Histoire de l’utilisation des huiles essentielles à travers le monde.

Histoire de l’utilisation des huiles essentielles à travers le monde.

Les premières traces d’une utilisation de plantes aromatiques remontent à 40 000 ans, avec les aborigènes d’Australie et le Melaleuca alternifolia ou Arbre à thé (Tea Tree).

4500 ans avant notre ère, les Egyptiens pratiquaient l’embaumement et la momification à l’aide de plantes aromatiques, techniques largement décrites sur des papyrus, comme celui d’Ebers, découvert à Louxor en 1862 par Edwin Smith.

3000 ans avant notre ère, en Chine cette fois-ci, les traités de La chambre à coucher de Confucius mentionnaient déjà l’intérêt aphrodisiaque et stimulant du gingembre (Zingiber officinalis) afin de retrouver l’harmonie dans le couple.

Enfin, 1000 ans avant notre ère, les Mayas et les Aztèques utilisaient déjà le bois de Hô ou Bois de Shiu (Cinnamomum camphora) et le Sassafras (Sassafras albidum) à des fins thérapeutiques.

Lorsque nous nous penchons sur l’histoire des plantes médicinales et aromatiques et leurs utilisations, savoir alors principalement transmis à l’oral, le chercheur trouve source d’inspiration dans des ouvrages de référence, piliers des grandes médecines actuelles. Ainsi, la médecine chinoise (traités de médecine chinoise), la médecine indienne ou ayurveda (les Veda) et la médecine grecque mentionnent dès leur origine, de l’intérêt de l’utilisation des produits naturels de santé pour se rétablir un état de bonne santé. Au fil des siècles et des échanges entre les populations, chaque médecine a pu ainsi influencer et être influencer par celle de son voisin.

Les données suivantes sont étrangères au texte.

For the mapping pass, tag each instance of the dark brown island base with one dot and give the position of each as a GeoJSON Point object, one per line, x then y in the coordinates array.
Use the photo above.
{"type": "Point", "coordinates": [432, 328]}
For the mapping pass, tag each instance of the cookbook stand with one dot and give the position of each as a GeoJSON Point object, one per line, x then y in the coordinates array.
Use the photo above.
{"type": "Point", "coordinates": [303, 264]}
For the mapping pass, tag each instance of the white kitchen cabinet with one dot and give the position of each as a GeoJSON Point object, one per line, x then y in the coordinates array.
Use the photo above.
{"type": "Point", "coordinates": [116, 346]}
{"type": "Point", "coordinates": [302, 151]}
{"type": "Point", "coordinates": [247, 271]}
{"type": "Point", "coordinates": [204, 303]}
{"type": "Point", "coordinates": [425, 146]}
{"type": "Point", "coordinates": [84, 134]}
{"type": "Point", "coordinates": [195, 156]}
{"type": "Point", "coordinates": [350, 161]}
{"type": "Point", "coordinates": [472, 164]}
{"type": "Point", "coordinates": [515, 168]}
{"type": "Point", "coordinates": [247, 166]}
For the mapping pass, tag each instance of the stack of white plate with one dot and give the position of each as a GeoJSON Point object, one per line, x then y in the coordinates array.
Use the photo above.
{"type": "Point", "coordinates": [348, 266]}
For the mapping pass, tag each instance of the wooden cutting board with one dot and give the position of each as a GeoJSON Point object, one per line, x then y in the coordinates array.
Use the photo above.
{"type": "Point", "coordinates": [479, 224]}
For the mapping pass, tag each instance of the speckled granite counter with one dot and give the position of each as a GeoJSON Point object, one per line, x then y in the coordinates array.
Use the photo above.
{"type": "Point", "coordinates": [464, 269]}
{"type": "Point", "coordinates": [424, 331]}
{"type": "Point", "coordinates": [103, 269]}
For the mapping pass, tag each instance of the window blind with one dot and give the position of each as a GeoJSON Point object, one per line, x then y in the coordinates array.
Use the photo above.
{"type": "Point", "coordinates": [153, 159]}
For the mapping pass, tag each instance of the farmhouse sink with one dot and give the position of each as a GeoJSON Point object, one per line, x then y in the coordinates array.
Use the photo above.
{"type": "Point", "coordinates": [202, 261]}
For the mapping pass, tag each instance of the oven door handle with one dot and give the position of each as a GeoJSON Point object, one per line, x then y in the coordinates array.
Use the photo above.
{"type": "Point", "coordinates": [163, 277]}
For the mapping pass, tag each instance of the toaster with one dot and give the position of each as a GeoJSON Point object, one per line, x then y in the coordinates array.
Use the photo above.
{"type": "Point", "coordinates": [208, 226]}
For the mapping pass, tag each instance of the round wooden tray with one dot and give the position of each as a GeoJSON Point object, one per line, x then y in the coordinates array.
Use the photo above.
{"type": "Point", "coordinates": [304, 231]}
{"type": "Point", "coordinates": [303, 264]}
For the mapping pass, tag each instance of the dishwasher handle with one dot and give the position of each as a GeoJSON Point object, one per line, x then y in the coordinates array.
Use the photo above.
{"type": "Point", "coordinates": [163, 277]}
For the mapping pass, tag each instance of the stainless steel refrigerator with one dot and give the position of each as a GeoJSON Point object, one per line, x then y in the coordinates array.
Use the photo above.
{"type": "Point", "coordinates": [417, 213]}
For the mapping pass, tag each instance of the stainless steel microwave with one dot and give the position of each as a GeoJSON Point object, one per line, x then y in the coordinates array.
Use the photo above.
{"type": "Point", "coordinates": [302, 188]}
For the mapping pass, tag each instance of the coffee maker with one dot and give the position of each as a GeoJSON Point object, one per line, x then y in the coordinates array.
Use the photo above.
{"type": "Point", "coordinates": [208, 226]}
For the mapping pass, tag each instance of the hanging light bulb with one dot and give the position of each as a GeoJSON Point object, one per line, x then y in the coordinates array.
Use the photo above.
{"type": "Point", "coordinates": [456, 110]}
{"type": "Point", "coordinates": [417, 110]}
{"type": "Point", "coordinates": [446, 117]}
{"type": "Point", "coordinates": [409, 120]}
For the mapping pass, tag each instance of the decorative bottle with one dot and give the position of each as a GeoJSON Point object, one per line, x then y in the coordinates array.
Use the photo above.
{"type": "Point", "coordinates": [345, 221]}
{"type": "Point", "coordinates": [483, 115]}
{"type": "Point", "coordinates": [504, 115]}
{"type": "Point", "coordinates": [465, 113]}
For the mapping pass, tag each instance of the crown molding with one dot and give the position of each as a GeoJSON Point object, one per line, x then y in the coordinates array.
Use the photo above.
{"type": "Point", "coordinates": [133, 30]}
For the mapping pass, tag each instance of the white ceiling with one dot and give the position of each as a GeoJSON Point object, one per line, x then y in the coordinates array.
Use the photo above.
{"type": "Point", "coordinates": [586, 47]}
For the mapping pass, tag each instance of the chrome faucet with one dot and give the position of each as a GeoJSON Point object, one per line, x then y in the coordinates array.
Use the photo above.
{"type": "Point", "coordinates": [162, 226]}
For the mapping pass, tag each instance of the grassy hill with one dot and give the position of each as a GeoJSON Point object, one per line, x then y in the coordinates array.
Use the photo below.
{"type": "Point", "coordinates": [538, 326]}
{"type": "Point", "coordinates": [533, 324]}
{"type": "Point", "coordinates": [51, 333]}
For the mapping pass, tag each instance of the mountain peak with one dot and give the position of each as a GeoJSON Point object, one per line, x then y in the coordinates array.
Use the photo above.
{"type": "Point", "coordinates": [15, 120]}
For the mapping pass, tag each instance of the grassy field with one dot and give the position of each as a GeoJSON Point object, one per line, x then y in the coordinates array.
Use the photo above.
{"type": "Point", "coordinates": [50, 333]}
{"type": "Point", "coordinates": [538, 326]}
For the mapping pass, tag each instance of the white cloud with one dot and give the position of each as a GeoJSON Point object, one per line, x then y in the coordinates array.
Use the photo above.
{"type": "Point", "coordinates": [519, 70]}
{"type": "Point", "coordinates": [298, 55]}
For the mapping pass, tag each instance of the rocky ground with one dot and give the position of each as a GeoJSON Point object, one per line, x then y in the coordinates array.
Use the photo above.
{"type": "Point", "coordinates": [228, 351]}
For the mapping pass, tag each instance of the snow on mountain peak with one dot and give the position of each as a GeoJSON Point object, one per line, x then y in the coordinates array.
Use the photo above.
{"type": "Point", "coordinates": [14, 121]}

Ainsi, 300 ans avant notre ère, la médecine grecque avec entre autre un certain Hippocrate prescrivait de grands feux de genévrier, de cèdre et autres plantes aromatiques afin d’endiguer les épidémies de peste et ainsi purifier l’air.

Les Romains (150 ans avant notre ère) héritèrent de la médecine grecque, et Dioscoride rédigea De Materia medica, ouvrage faisant le recensement de plus de 500 plantes médicinales dont des plantes aromatiques tout en précisant leurs usages en médecine. Cet ouvrage sera la référence jusqu’à la Renaissance.

Puis c’est en Perse, que pour la première fois la technique de distillation, à l’aide de l’alambic, est décrite. C’est à Avicenne que nous le devons (distillation de la Rose), même si des traces d’alambics en terre cuite datant de 5000 ans avant notre ère ont été retrouvées au Pakistan.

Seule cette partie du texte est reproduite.